Starting Nov. 6, the Minneapolis-based insurer will permit broker-dealers with at least 1,000 registered representatives to bypass the FMOs and deal directly with company-employed wholesalers (InvestmentNews, Oct. 9).

Staying the course

"Although I respect their No. 1 position in index sales, we would not necessarily consider Allianz as a driving force of our strategy," said John Deremo, senior vice president of institutional distribution for Protective Life Insurance Co. in Birmingham, Ala.

He added that Protective distributes about 90% of its EIAs through FMOs and about 10% directly, and will continue that arrangement for the foreseeable future.

Large broker-dealers such as Raymond James Financial Inc. in St. Petersburg, Fla., already are supported by the company's wholesalers, Mr. Deremo said.

"We have a long and deep distribution relationship with Raymond James, which wanted a direct relationship," he said.

Industrywide, opinions are "mixed" regarding which strategy is best, he said.

"We have decided that we won't deal directly with the broker-

dealers at this time," said Sean O'Brien, vice president of distribution for Aviva Life Insurance Co. in Quincy, Mass. "We still believe firmly in the value of having a marketing organization involved in the sale due to their expertise."

Industry observers mentioned ING U.S. Financial Services in Atlanta, Life Insurance Company of the Southwest in Dallas, and RBC Financial Group and Sun Life Financial Inc., both of Toronto, as companies that might be affected by Allianz's decision.

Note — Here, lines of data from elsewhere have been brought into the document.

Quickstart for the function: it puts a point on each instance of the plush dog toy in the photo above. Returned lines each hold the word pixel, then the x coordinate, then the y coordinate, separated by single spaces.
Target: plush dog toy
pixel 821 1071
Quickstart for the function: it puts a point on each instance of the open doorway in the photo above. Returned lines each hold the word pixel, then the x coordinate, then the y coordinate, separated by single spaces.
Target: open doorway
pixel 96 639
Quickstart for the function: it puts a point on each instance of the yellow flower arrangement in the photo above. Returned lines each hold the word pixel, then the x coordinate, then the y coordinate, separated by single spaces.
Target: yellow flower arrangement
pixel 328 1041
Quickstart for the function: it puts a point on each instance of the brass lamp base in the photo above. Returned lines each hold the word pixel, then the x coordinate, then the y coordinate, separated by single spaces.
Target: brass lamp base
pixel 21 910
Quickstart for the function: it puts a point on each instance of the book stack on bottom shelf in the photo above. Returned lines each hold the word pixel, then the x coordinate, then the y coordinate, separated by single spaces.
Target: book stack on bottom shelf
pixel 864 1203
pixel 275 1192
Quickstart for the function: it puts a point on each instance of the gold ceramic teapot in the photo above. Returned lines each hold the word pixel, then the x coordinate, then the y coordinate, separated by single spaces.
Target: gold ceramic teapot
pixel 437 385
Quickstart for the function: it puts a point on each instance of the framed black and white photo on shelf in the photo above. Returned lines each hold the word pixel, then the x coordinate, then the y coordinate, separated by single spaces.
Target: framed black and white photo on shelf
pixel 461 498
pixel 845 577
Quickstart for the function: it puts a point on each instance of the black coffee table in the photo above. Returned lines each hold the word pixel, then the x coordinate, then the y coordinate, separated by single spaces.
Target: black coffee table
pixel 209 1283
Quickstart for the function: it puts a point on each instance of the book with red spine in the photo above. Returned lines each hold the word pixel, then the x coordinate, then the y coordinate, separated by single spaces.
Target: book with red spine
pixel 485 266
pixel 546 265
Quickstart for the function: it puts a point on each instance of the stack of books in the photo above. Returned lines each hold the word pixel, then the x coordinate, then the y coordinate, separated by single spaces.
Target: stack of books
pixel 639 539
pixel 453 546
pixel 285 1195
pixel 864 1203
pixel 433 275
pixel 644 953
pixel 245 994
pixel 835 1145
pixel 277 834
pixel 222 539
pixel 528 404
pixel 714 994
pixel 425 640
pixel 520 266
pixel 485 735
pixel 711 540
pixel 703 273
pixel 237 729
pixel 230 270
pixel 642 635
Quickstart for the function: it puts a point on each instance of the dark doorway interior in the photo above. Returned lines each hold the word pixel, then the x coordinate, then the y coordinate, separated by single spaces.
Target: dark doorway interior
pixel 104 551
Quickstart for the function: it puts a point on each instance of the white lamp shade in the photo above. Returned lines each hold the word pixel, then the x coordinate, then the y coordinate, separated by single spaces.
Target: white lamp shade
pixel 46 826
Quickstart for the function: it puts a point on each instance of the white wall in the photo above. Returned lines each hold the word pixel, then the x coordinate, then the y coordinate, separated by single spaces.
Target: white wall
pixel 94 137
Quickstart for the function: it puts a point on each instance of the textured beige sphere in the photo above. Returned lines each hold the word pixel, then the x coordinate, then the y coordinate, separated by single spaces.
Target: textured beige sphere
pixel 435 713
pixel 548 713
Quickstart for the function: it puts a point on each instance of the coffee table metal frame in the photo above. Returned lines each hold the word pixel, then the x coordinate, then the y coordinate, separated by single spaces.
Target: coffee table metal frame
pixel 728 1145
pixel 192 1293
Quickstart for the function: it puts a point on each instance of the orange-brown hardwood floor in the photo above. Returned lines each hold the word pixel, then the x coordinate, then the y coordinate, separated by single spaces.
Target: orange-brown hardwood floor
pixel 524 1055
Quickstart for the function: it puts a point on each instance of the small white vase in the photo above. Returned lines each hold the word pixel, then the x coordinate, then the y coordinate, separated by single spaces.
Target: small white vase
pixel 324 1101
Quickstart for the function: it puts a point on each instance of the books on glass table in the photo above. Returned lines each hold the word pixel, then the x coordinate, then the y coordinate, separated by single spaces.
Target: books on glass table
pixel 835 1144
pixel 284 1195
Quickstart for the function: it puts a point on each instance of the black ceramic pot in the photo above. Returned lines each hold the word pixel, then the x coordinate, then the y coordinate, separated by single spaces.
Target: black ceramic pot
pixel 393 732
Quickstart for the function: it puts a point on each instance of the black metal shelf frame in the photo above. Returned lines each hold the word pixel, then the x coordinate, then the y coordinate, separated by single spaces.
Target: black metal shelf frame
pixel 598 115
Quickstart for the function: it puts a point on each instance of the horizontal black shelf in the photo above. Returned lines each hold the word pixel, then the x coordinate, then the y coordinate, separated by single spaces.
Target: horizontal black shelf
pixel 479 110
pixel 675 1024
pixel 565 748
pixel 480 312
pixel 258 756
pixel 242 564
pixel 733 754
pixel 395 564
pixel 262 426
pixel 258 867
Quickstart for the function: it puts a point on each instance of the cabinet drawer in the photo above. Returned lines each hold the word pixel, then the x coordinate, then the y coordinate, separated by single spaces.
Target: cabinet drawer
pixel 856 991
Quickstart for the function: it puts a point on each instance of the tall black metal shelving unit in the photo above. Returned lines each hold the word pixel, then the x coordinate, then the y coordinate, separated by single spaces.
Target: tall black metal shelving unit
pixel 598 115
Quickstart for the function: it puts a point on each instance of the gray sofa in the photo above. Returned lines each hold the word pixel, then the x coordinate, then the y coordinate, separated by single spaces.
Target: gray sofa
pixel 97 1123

These companies either refused to comment due to the "sensitivity and controversy" regarding the subject matter, as one company spokesman put it, or did not return calls requesting comment.

"Competing [EIA] providers are faced with monumental decisions in terms of how they deal with FMOs," said David Macchia, chief executive of Wealth2k Inc., a Hingham, Mass., strategic-marketing firm for annuities. Those insurers may strengthen their ties with the FMOs or they may follow along with Allianz, he added.

"Jackson National [Life Insurance Co. in Lansing, Mich.] already goes direct to the broker-dealers," Mr. Macchia said. "They are positioned beautifully, in my judgment."

"We've never wholesaled through FMOs, because EIAs are complex products that require one-on-one relationships and adviser training," said Clifford Jack, executive vice president and chief distribution officer for Jackson, who works in the company's Denver office.

"It's difficult to educate through an intermediary," Mr. Jack said. "The FMO wholesaling model doesn't allow the insurer to control the message and marketing materials." The only advantage of going the FMO route is that it permits the insurer to increase annuity sales volume quickly without having to build or increase a distribution force, Mr. Jack noted.

Approval lists coveted

Some industry observers think that most EIA insurers won't change their FMO relationships. They say that the impetus for Allianz's decision was its desire to obtain broker-dealers' stamp of approval so reps could sell its annuities.

"Allianz was at a disadvantage, because they were not on even one broker-dealer-approved list for EIAs," said Sheryl Moore, chief executive of Advantage Group Associates Inc. in Des Moines, Iowa, which operates the AnnuitySpecs .com website.

In August 2005, NASD issued guidelines stating that broker-dealers should supervise EIA sales by their reps, resulting in many firms' developing "approved lists" of insurers whose products they had vetted.

Insurers that have not had problems with broker-dealer approvals have less incentive for tweaking their FMO relationships, observers noted.

The approval lists haven't been an issue for Protective, Mr. Deremo said. However, he added, EIA oversight by Washington-based NASD will continue to influence distribution decisions until there is a final decision about whether EIAs are insurance or securities, and how they will be regulated.